How are you doing? Come for dinner soon.

Friday? Nothing fancy. Just a takeaway and vegging out on the sofa.

Asher can be there or not. Your choice. You can choose what we eat and what we watch as well. I promise not to argue (much).

I slid my phone back into my pocket without replying.

The last six messages were all from Calisto.

I should have answered. I just didn’t know what to say.

I chewed on that for the rest of the bus ride—ten minutes on a good day, twenty in traffic.

That morning fell somewhere in between. At least thinking about Calisto provided a distraction from the humdrum thoughts of my fellow passengers.

“I must remember to get milk on the way home.” Blonde woman. Big gold hoop earrings.

“I’m going to be late for work. Can’t he drive faster?” Scowling man with big, bushy eyebrows.

“I should probably wait before I text him back. I don’t want to come across as desperate.

But I don’t want it to be so long he thinks I’m not interested.

Why are new relationships so complicated?

Why can’t I just meet someone and it be easy?

Maybe I should become a nun? No.
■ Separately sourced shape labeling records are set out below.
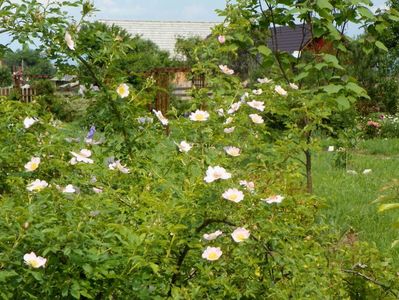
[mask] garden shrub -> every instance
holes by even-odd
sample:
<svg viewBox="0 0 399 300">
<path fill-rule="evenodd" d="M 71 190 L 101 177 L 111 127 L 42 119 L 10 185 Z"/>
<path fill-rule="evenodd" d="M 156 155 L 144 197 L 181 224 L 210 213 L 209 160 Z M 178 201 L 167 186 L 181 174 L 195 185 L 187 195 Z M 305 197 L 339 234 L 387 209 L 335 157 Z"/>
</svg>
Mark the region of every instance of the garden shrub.
<svg viewBox="0 0 399 300">
<path fill-rule="evenodd" d="M 253 3 L 228 6 L 231 27 L 217 30 L 251 44 L 247 33 L 235 31 L 243 24 L 245 30 L 252 28 Z M 81 4 L 87 16 L 92 7 Z M 320 16 L 339 19 L 329 15 L 328 1 L 308 4 L 302 18 L 312 8 Z M 358 19 L 351 21 L 366 18 L 367 8 L 360 8 Z M 281 18 L 290 23 L 294 15 L 281 13 Z M 79 61 L 87 71 L 84 83 L 99 89 L 90 92 L 93 101 L 84 122 L 94 124 L 105 141 L 98 140 L 94 126 L 82 138 L 82 129 L 68 130 L 71 124 L 52 121 L 35 103 L 2 103 L 2 298 L 340 299 L 398 294 L 390 265 L 379 266 L 381 258 L 371 246 L 348 246 L 331 234 L 316 219 L 320 199 L 305 192 L 302 172 L 306 166 L 311 191 L 310 158 L 318 149 L 314 131 L 328 127 L 325 120 L 335 111 L 367 98 L 352 79 L 341 76 L 344 68 L 335 56 L 316 53 L 314 61 L 298 65 L 298 73 L 290 70 L 285 78 L 260 78 L 246 85 L 222 64 L 228 61 L 210 55 L 194 67 L 210 80 L 193 93 L 190 111 L 178 116 L 153 111 L 154 116 L 147 112 L 151 99 L 142 93 L 152 79 L 136 91 L 124 83 L 126 74 L 103 67 L 115 67 L 115 58 L 123 61 L 126 45 L 120 38 L 88 32 L 86 38 L 105 44 L 95 57 L 101 64 L 90 64 L 85 60 L 88 49 L 74 42 L 74 23 L 52 18 L 48 25 L 56 28 L 49 34 L 45 20 L 34 29 L 43 32 L 51 56 L 61 65 Z M 340 43 L 336 29 L 318 25 L 331 42 Z M 212 47 L 237 53 L 234 45 L 214 42 Z M 268 64 L 274 60 L 266 46 L 250 50 Z M 294 60 L 282 56 L 280 71 Z M 307 84 L 317 74 L 328 78 L 308 89 L 287 80 L 299 83 L 300 76 L 309 75 Z M 269 126 L 274 122 L 280 130 Z M 370 269 L 363 267 L 365 262 Z"/>
</svg>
Black and white doesn’t suit me.

I look like a penguin.” Middle-aged woman in a red jumper, clutching her handbag like she thought someone might steal it.

“I swear to God that if Derek tries to talk to me at work today, I’ll punch him in the face after the stunt he pulled. He better keep a wide berth if he knows what’s good for him.” Man with spiky red hair standing at the front of the bus.
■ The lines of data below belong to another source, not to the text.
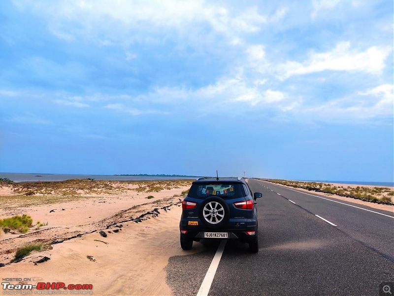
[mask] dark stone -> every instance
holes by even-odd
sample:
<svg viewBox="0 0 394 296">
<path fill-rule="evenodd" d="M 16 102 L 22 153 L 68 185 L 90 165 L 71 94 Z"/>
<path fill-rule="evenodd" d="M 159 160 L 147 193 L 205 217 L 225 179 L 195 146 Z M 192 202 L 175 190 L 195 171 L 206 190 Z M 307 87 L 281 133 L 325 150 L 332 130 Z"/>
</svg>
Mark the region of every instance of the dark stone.
<svg viewBox="0 0 394 296">
<path fill-rule="evenodd" d="M 38 261 L 33 261 L 33 263 L 34 263 L 34 265 L 37 265 L 37 263 L 42 263 L 43 262 L 45 262 L 46 261 L 48 261 L 48 260 L 50 260 L 50 259 L 51 259 L 49 258 L 49 257 L 47 257 L 46 256 L 44 256 L 44 257 L 43 257 L 42 258 L 41 258 L 41 259 L 38 260 Z"/>
</svg>

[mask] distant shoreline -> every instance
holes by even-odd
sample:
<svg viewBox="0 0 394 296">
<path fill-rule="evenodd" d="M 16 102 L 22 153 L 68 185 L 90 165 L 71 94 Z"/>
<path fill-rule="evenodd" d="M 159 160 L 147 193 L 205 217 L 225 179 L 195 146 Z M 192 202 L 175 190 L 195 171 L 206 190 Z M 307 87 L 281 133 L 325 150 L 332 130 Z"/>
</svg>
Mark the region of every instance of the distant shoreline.
<svg viewBox="0 0 394 296">
<path fill-rule="evenodd" d="M 157 181 L 170 180 L 194 179 L 199 178 L 199 176 L 186 175 L 167 175 L 164 174 L 148 175 L 147 174 L 119 174 L 119 175 L 85 175 L 72 174 L 42 174 L 30 173 L 1 173 L 0 178 L 8 178 L 14 182 L 34 182 L 62 181 L 72 179 L 93 179 L 95 180 L 107 180 L 114 181 Z M 256 179 L 262 179 L 257 177 Z M 273 178 L 270 178 L 273 179 Z M 285 179 L 283 179 L 285 180 Z M 386 186 L 394 187 L 394 182 L 376 182 L 366 181 L 332 181 L 322 180 L 300 180 L 294 181 L 305 182 L 317 182 L 321 183 L 335 183 L 339 184 L 352 184 L 355 185 L 366 185 L 369 186 Z"/>
<path fill-rule="evenodd" d="M 140 181 L 171 180 L 191 180 L 197 176 L 154 175 L 84 175 L 71 174 L 42 174 L 0 173 L 0 178 L 7 178 L 14 182 L 58 182 L 74 179 L 90 179 L 98 181 Z"/>
</svg>

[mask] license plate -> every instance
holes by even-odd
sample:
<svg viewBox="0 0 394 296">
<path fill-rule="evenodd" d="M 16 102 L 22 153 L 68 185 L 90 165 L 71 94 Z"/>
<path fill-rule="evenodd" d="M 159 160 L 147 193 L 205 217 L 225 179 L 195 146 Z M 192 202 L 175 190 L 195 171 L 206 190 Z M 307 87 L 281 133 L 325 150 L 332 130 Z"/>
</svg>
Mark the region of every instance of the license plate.
<svg viewBox="0 0 394 296">
<path fill-rule="evenodd" d="M 205 238 L 228 238 L 228 232 L 204 232 Z"/>
</svg>

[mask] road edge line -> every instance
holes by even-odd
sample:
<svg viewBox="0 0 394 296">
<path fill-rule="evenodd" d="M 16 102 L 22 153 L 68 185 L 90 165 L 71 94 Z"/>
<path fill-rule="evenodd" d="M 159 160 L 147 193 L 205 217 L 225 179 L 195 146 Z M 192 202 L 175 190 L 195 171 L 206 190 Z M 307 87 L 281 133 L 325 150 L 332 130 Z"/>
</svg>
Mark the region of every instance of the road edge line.
<svg viewBox="0 0 394 296">
<path fill-rule="evenodd" d="M 208 268 L 204 280 L 198 289 L 197 296 L 208 296 L 208 293 L 209 293 L 209 290 L 211 289 L 211 285 L 212 285 L 213 278 L 215 277 L 215 274 L 216 273 L 216 269 L 218 269 L 227 242 L 227 240 L 225 239 L 222 239 L 220 242 L 220 245 L 219 245 L 218 250 L 216 250 L 216 253 L 215 253 L 211 265 L 209 265 L 209 268 Z"/>
</svg>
“This song’s great. I should buy the album.” Teenage girl sitting so low in her seat she looked in danger of sliding off.

I still hadn’t figured out what to say to Calisto by the time I got off the bus, no excuse sounding convincing enough to avoid his proposed get together. I could go, but then there’d be questions like how are you? And is there anything you need to talk about?

The five-minute walk to the Paranormal Problems Bureau passed without incident until I reached into my pocket and realized my ID was missing.

I scrolled through my contacts, bypassing Asher and Cade before settling on the better—not perfect, but better—option.

While the phone rang, I did a mental reset, shaking off the lingering effects of the nightmare.

Was it a nightmare if it had actually happened?

I didn’t have an answer by the time the call connected.

“Kendrick,” I said brightly. “How are you this fine morning?”

A pause. “Let me guess… you’ve forgotten your ID again.”

I winced. “Possibly.”

“Yes or no, Baxter?”

“Yes.”

“I should leave you standing out there.”

I watched a tall redhead wobble past in impossibly high heels while the silence stretched. Eventually, Kendrick sighed. “Why do you always call me? I get not calling Cade. But why not Asher? He’s your friend.”

“Asher’s busy.”

“And I’m not?”

“You answered your phone, didn’t you?”

“I nearly didn’t.”

“Nice. I love you too.” I made an exaggerated kissing noise, loud enough that a builder across the road looked over. “Not you,” I called, pointing at the phone. “My boss.”

Kendrick wasn’t technically my boss, but as the longest serving and most intense member of the psychic department, the rest of us treated him with a certain reverence. Apart from when I used him as a glorified doorman.

I spent the time while I waited for him getting into the right state of mind for work. One happy, carefree Baxter coming up. Glad to be alive and full of the joys of spring.